Abstract:
Aquaporin 2 (AQP2) is a vasopressin (VP)-regulated water channel in the renal collecting duct. Phosphorylation and ubiquitylation of AQP2 play an essential role in controlling the cellular abundance of AQP2 and its accumulation on the plasma membrane in response to VP. Cullin-RING ubiquitin ligases (CRLs) are multisubunit E3 ligases involved in ubiquitylation and degradation of their target proteins, eight of which are expressed in the collecting duct. Here, we used an established cell model of the collecting duct (mpkCCD14 cells) to study the role of cullins in modulating AQP2. Western blotting identified Cul-1 to Cul-5 in mpkCCD14 cells. Treatment of cells for 4 h with a pan-cullin inhibitor (MLN4924) decreased AQP2 abundance, prevented a VP-induced reduction in AQP2 Ser261 phosphorylation, and attenuated VP-induced plasma membrane accumulation of AQP2 relative to the vehicle. AQP2 ubiquitylation levels were significantly higher after MLN4924 treatment compared with controls, and they remained higher despite VP treatment. Cullin inhibition increased ERK1/2 activity, a kinase that regulates AQP2 Ser261 phosphorylation, and VP-induced reductions in ERK1/2 phosphorylation were absent during MLN4924 treatment.

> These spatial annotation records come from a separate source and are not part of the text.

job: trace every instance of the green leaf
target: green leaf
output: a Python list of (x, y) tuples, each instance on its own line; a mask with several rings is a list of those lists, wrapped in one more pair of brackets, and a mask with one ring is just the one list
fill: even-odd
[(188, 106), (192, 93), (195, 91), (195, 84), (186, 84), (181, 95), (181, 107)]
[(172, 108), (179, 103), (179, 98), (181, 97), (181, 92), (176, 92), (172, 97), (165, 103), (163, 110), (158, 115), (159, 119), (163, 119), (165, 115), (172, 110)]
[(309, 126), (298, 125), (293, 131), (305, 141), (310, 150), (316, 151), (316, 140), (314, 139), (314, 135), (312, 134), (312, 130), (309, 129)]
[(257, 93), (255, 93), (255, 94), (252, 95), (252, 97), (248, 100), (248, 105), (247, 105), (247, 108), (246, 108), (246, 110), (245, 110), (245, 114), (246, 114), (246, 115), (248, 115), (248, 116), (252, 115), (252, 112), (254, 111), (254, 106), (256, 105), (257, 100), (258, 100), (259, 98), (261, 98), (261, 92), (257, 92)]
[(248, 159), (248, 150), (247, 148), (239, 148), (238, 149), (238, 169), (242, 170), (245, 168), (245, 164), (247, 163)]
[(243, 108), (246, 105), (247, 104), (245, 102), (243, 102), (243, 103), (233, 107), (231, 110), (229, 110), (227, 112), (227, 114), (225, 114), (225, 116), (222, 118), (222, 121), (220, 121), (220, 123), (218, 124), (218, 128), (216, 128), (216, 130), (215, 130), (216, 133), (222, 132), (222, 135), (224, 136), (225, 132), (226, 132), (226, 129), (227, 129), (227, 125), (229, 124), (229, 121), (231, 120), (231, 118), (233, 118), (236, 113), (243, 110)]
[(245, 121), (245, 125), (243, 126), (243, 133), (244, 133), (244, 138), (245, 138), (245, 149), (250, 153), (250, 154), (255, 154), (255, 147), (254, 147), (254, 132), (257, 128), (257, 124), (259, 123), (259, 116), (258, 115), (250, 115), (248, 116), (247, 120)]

Furthermore, the greater Ser261 phosphorylation and reduction in AQP2 abundance during MLN4924 treatment were attenuated during ERK1/2 inhibition. MLN4924 increased intracellular calcium levels via calcium release-activated calcium channels, inhibition of which abolished MLN4924 effects on Ser261 phosphorylation and AQP2 abundance. In conclusion, CRLs play a vital role in mediating some of the effects of VP to increase AQP2 plasma membrane accumulation and AQP2 abundance. Whether modulation of cullin activity can contribute to body water homeostasis requires further studies.NEW & NOTEWORTHY Aquaporin 2 (AQP2) is essential for body water homeostasis and is regulated by the antidiuretic hormone vasopressin. The posttranslational modification ubiquitylation is a key regulator of AQP2 abundance and plasma membrane localization. Here we demonstrate that cullin-RING E3 ligases play a vital role in mediating some of the effects of vasopressin to increase AQP2 abundance and plasma membrane accumulation. The results suggest that manipulating cullin activity could be a novel strategy to alter kidney water handling.
摘要:
水通道蛋白2(AQP2)是一种血管加压素(VP)调控肾集合管的水通道。AQP2的磷酸化和泛素化在控制AQP2的细胞丰度及其响应VP在质膜上的积累中起着至关重要的作用。Cullin-RING泛素连接酶(CRL)是多亚基E3连接酶,参与其靶蛋白的泛素化和降解,其中八个在收集管中表示。这里,我们利用已建立的收集导管细胞模型(mpkCCD14细胞)来研究Cullins在调节AQP2中的作用.Western印迹鉴定了mpkCCD14细胞中的Cul-1至-5。用pan-cullin抑制剂(MLN4924)处理细胞4小时降低了AQP2的丰度,防止了VP诱导的AQP2Ser261磷酸化减少,并减弱了VP诱导的AQP2质膜相对于载体的积累。与对照组相比,MLN4924治疗后AQP2的泛素化水平显着升高,尽管接受了VP治疗,但它们仍然较高。Cullin抑制增加ERK1/2活性,一种调节AQP2Ser261磷酸化的激酶,和VP诱导的ERK1/2磷酸化减少在MLN4924治疗期间不存在。此外,在ERK1/2抑制期间,MLN4924治疗期间Ser261磷酸化和AQP2丰度的降低减弱.MLN4924通过钙释放激活的钙通道增加细胞内钙水平,抑制其消除了MLN4924对Ser261磷酸化和AQP2丰度的影响。总之,CRL在介导VP的某些作用以增加AQP2质膜积累和AQP2丰度中起着至关重要的作用。cullin活性的调节是否可以促进体内水稳态需要进一步研究。